1.3. Development Trends

Stage 1: The initial stage of face recognition technology. In the initial stage of face recognition technology to Parke, mainly on the face gray scale graph model research, at this stage has no key progress, basic in practical application is with artificial to identify, identification efficiency is very low, recognition effect is poor, it is easy to identify error, and manual operation is too large, the system has no automatic recognition ability [12, 13].Stage 2: The transition stage of face recognition technology. The excessive stage of face recognition technology has achieved many very important results, pointing out the direction for face recognition technology. After going through the initial stage, the researchers study face recognition as one of the pattern recognition problems. The geometric structure features of the human face, such as the relative position and distance of the nose, eyes and mouth, constitute the feature vectors, which are matched for face recognition.
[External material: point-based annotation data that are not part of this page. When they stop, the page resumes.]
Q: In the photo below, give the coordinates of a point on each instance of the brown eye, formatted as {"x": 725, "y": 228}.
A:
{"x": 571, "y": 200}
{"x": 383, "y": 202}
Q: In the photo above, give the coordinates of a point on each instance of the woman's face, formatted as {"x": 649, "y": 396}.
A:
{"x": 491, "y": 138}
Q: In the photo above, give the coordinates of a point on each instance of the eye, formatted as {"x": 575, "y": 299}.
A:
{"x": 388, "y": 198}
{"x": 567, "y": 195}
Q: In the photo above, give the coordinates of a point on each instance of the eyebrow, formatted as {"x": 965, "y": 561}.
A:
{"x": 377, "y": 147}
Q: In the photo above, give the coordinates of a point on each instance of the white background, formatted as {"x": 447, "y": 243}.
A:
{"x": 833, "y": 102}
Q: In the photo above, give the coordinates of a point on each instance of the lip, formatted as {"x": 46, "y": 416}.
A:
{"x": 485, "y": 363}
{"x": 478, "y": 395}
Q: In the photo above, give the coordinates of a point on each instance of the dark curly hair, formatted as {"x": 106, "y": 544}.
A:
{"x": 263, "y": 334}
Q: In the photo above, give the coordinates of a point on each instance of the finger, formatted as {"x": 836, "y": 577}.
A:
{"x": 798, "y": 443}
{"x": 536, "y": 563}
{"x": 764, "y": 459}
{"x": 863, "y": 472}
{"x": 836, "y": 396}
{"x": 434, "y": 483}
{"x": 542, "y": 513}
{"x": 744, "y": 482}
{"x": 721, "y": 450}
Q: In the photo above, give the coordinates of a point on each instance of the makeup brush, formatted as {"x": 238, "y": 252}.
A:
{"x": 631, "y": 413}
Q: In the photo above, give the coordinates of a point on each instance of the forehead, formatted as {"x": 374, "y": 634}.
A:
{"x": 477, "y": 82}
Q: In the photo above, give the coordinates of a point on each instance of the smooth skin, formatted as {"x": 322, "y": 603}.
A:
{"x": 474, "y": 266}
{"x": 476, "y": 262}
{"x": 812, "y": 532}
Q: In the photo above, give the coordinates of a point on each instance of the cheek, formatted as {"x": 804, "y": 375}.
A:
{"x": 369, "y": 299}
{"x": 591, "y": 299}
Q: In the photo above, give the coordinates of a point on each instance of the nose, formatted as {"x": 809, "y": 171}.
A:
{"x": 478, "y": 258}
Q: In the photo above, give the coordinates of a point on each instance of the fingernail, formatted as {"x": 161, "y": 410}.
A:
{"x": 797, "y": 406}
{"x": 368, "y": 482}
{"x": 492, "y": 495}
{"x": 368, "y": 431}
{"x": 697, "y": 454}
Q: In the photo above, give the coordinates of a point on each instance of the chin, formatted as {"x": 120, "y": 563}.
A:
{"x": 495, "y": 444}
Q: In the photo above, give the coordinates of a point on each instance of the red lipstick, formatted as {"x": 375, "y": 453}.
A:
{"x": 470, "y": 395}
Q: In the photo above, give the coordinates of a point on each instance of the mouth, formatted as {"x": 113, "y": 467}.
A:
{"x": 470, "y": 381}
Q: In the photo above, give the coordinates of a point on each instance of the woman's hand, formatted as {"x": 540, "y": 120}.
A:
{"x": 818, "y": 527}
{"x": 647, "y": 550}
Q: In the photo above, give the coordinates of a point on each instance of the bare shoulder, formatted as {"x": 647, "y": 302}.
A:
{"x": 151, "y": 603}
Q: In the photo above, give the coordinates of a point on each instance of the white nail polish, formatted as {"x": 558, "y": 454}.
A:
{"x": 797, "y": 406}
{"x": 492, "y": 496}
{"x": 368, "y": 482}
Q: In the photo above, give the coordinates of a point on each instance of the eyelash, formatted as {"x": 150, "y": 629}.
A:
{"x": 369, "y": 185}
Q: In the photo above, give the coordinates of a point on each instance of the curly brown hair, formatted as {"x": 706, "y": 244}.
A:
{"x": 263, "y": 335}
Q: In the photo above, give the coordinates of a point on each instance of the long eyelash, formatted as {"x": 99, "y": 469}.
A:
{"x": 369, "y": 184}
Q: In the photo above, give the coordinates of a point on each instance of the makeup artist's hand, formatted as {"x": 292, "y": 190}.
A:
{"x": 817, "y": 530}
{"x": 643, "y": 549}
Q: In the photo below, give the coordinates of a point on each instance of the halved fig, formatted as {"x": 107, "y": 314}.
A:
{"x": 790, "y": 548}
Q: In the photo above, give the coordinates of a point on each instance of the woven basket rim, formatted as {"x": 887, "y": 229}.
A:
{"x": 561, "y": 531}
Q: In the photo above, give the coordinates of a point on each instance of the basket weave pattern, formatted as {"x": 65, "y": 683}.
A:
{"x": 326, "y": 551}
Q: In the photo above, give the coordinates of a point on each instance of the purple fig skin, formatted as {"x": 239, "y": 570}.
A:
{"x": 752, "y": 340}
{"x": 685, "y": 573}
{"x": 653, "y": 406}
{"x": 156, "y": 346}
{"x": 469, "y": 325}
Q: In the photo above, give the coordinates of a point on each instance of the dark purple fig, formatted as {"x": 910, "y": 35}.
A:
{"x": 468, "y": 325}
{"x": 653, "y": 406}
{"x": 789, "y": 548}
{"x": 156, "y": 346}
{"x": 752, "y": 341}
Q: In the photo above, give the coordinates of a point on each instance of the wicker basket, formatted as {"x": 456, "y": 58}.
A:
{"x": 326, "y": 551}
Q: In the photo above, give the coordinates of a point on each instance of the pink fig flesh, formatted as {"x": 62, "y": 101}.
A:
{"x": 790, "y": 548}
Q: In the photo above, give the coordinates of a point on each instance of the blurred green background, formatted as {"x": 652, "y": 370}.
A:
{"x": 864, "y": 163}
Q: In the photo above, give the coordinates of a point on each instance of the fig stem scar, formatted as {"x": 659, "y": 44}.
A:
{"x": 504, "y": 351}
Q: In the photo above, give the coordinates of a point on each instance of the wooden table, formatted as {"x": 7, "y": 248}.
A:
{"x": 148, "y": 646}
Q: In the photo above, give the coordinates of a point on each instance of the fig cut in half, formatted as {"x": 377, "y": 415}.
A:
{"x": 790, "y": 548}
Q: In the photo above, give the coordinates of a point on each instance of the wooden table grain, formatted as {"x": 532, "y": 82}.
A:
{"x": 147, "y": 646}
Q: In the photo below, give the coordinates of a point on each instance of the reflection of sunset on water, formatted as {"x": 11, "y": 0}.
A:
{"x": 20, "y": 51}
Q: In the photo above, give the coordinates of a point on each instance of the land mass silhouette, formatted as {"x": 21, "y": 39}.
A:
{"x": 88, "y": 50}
The main characters are AJ Goldstein [5], LD Harmon and AB Lesk use geometric feature parameters to represent the front image of the face; Kaya uses statistical methods to study the Euclidean distance as the face features; Kanade [6] has designed a semi-automatic backtracking recognition system. The Turk of MIT and the characteristic face method proposed by Pentland are of great significance, and they are the most representative method during this period. Face Recognition technology Test has created its own FERET face image library, using it to evaluate various algorithms and look for algorithm flaws and improvements [14].Stage 3: Face recognition technology gradually mature stage. With the improvement of computer computing power, the concept of artificial intelligence and machine learning, face recognition technology has had a new development. At this stage, automatic face recognition has been available. At this stage, the research focus has gradually shifted to face recognition under non-ideal conditions. The current face system will still be affected by expression changes, posture changes, light conditions. The main characters include face recognition based on light cone model under multi-pose and multi-illumination conditions proposed by Georghiades, face image recognition based on multi-pose and 3D deformation model under multi-illumination conditions proposed by Blanz, and face recognition method for statistical learning of support vector machine SVM.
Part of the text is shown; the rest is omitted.